Two young boys, one reserved and one outgoing, become fast friends at elementary school in Kohei Kadowaki’s ambitious and thoughtful animated film We Are Aliens, forming a bond that will transform the lives of both, and not necessarily for the better. An enigmatic opening, in which a child’s voice is heard enquiring why the blood moon is red, followed by a taxi driver sitting alone in his car during a rainstorm, is an early indication that this story of a childhood friendship might be a little more mature than its protagonists. Sensitive and keenly observed, Kadowaki’s feature debut is an emotionally turbulent but engrossing character study that, despite its initial tone of tender wistfulness, remains true to life in its depiction of the complexity of human relationships.

Tsubasa is a quiet kid, reticent to open up, whose only rebellious streak manifests in playing video games against his mother’s orders while home alone. Gyotaro is the opposite, boisterous and prone to innocent troublemaking, though still a top student at school. When he tentatively attempts to make friends with Tsubasa, the pairing could hardly seem less likely. But Tsubasa is in need of company, and the boys hit it off swiftly. Kadowaki is equally swift, though, barrelling through the years to chart key points in their shared story, and it’s not long before their differences, and the changes wrought upon both by the rapid development of childhood and adolescence, begin to cause serious fractures in their partnership.

Kadowaki first filters this through Tsubasa’s lens, wherein Gyotaro appears either as a joy or as a menace, both loveable and contemptible. In his imagination, his exuberant new friend is so bewilderingly strange and vibrant he might even be an alien, which is where the first cracks of their friendship begin to form. Tsubasa’s reserved nature turns more nihilistic, his patience for Gyotaro withers, and they start to grow apart. Then, Kadowaki switches his lens, and shares the story from Gyotaro’s perspective. Expectedly, he’s less of a terror here, only a misunderstood wild child with good intentions but poor execution. This kind of odd couple dynamic is a pretty familiar setup, but Kadowaki has enough original ideas, and a remarkable understanding of character development for someone new to feature filmmaking, that the movie feels fresh and unpredictable.

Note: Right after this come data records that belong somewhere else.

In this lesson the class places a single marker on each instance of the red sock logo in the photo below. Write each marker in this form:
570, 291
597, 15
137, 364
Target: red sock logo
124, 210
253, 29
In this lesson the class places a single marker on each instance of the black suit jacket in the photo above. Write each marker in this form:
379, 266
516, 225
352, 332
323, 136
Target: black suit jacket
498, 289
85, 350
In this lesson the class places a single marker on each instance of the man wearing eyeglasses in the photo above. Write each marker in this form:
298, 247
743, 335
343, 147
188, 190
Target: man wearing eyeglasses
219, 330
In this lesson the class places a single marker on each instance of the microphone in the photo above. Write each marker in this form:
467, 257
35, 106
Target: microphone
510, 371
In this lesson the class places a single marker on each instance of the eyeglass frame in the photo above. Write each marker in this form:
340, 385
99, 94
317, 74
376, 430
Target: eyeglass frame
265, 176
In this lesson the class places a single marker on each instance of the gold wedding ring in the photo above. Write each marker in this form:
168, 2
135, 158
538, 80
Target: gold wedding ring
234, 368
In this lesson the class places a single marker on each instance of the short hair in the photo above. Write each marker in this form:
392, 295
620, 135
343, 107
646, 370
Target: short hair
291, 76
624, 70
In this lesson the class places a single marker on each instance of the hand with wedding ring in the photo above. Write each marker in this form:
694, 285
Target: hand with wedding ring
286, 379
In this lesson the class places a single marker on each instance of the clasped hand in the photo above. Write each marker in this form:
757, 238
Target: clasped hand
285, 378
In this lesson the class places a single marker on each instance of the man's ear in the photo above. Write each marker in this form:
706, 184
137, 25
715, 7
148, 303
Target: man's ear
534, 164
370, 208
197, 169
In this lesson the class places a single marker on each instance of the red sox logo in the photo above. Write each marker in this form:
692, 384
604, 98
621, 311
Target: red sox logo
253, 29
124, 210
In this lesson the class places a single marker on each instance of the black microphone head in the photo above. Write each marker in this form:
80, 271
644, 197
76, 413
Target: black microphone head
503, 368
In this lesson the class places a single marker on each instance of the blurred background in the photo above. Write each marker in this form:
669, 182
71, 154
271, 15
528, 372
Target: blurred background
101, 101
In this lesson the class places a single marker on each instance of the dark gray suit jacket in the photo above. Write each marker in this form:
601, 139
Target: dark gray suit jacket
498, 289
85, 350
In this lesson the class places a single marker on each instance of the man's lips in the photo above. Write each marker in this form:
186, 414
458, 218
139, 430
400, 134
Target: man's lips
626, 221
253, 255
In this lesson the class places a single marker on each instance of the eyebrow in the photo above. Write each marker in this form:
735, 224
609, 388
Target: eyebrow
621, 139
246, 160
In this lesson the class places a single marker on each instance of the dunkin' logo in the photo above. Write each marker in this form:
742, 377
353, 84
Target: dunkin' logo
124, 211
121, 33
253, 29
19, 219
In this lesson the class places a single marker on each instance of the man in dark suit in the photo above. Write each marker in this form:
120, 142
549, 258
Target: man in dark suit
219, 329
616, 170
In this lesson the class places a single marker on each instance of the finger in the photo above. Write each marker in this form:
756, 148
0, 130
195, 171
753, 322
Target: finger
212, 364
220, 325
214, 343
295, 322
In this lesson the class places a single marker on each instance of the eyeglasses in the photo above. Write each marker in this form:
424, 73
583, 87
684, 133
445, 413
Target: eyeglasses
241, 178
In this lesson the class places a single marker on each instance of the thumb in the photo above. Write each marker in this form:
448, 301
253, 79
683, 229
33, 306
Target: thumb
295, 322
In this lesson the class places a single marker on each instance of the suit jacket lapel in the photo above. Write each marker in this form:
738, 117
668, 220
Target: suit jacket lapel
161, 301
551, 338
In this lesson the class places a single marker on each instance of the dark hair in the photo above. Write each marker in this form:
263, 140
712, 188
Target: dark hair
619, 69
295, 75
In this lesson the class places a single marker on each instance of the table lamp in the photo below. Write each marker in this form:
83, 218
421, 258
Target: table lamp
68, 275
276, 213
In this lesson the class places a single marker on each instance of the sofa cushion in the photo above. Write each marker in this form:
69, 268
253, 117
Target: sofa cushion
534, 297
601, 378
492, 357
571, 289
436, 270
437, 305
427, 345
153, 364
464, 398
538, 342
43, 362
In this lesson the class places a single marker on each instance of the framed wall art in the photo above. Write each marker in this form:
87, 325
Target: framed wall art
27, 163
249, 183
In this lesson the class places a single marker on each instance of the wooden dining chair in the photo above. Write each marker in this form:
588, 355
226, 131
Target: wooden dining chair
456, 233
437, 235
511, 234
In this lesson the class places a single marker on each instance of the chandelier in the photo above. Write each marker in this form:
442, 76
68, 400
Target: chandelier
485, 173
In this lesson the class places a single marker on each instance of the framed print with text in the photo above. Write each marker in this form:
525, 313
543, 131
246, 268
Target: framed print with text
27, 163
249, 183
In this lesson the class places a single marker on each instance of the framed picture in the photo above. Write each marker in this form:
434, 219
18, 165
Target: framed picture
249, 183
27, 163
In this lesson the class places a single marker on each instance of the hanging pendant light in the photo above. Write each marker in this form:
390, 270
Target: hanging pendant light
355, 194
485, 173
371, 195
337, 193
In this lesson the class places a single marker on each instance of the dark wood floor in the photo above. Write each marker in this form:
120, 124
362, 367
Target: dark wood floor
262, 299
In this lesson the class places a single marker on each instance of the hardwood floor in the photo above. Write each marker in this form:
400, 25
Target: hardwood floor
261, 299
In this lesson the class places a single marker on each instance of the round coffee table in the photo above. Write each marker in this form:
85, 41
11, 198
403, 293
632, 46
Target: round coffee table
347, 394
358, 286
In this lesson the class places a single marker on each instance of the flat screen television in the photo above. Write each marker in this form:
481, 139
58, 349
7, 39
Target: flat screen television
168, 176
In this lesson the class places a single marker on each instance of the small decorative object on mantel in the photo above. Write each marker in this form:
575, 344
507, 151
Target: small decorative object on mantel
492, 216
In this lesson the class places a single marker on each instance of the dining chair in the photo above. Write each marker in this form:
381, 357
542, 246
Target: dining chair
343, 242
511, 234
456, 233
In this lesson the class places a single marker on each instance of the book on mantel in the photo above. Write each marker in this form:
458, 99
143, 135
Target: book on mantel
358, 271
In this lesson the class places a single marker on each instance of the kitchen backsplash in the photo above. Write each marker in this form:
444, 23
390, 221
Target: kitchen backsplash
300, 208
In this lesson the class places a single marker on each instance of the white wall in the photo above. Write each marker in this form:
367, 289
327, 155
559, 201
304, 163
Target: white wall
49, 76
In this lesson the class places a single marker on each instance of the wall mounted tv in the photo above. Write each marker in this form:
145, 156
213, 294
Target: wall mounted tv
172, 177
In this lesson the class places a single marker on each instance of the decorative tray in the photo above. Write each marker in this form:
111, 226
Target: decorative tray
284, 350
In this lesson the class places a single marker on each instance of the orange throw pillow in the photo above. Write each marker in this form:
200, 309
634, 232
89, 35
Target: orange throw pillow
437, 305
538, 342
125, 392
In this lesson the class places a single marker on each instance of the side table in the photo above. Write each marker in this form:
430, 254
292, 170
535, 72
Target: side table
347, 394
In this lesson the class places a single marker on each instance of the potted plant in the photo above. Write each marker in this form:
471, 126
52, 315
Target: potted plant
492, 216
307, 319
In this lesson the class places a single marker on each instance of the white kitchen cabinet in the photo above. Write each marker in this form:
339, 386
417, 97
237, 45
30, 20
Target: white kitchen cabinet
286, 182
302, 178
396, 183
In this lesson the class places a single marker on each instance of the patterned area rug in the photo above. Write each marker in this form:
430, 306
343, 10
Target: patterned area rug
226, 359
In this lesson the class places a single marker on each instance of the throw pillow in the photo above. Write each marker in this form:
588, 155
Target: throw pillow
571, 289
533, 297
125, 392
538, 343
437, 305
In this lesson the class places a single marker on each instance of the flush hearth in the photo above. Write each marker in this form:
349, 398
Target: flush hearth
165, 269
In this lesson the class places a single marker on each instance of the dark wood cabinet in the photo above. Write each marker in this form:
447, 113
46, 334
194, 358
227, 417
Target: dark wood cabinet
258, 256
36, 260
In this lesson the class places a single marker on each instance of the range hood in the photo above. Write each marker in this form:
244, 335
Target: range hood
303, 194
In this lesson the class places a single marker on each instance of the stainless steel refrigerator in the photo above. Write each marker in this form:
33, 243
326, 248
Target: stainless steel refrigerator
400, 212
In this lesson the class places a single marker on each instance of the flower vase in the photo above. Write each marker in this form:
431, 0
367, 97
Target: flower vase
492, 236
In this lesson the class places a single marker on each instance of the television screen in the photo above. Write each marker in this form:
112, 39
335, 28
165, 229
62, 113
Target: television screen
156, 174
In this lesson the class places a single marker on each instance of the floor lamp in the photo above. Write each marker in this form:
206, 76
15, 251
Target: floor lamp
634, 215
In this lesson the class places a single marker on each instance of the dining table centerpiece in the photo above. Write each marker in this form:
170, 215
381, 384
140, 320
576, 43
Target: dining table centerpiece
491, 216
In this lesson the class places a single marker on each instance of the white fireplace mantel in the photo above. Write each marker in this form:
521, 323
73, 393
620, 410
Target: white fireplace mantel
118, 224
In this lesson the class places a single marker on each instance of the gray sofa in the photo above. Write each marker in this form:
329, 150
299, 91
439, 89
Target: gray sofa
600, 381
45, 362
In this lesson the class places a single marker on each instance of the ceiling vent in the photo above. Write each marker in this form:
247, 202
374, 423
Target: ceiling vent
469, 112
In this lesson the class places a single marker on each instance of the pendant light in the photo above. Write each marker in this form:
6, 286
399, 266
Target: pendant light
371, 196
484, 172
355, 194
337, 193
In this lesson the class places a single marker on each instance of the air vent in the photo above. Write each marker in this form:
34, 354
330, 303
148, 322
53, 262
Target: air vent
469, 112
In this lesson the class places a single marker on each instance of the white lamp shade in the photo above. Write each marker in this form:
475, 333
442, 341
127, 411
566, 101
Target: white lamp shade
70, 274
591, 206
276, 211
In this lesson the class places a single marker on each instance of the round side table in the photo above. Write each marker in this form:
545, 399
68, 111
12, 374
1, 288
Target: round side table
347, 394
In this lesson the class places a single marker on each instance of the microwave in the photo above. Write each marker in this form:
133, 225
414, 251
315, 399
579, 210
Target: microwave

One such original idea is the manner in which Tsubasa’s section of the film is recontextualized through Gyotaro’s. Little of what we’ve already been shown is actually repeated (though what is repeated is of paramount significance): rather, we’re shown the kid that Tsubasa never got to see, or perhaps just forgot — the earnest, reflective, vulnerable side of him that appeared when they first met, then was quickly overwhelmed by extra-terrestrial conspiracies and jealous peer pressure. As the fractures increase in number and severity, sympathy is sewn for Gyotaro, who will come to suffer substantially more in the fallout. But Kadowaki’s conceit is never so narrow as to answer all its own questions — Gyotaro leads himself to believe that his former friend is the source of all the woes that would befall him into adulthood, just as Tsubasa shrugs off any suggestion of responsibility until it’s literally beaten out of him. The details of their painful separation are as important as the many other contextual details, like Gyotaro’s tumultuous family situation. Wisely, Kadowaki stresses that which his characters stress as important, leaving the peripheral details to sneak up on both the viewer and those characters as equally important.

Honing in on emotional experience as it does, We Are Aliens is a highly involving film. Action leads to reaction, but always after following the emotional path of these boys, later men, toward those reactions. Events inform thoughts and feelings, rather than directly informing other events, and the time-hopping structure, whose collage-like quality often obscures narrative clarity, places further emphasis on mental state over plot mechanics. The one major leap backward through time (when Kadowaki abandons Tsubasa’s story to tell Gyotaro’s) aside, We Are Aliens is almost entirely linear, yet its style, pace, and fondness for large temporal ellipses give it the timbre of memory. It’s as if the whole movie takes place inside the minds of these two boys — but, then, isn’t the mind where life takes place?

Enriching the movie further are the many beautiful little details, both momentous and casual: a close-up of a wooden umbrella handle splintering as it slides against a wooden beam; Tsubasa’s feet skidding a little as he descends a concrete river bank; the sight of a fingerprint as it picks up a grain of rice; a small, single bubble emerging from an empty soap dispenser. The depth of thought that has evidently gone into the particulars of every frame of We Are Aliens is testament to its excellence, to the sensitivity of a director who has seemingly cut no corners in realizing his vision. This is a smart, affecting, complex, and deeply rewarding movie.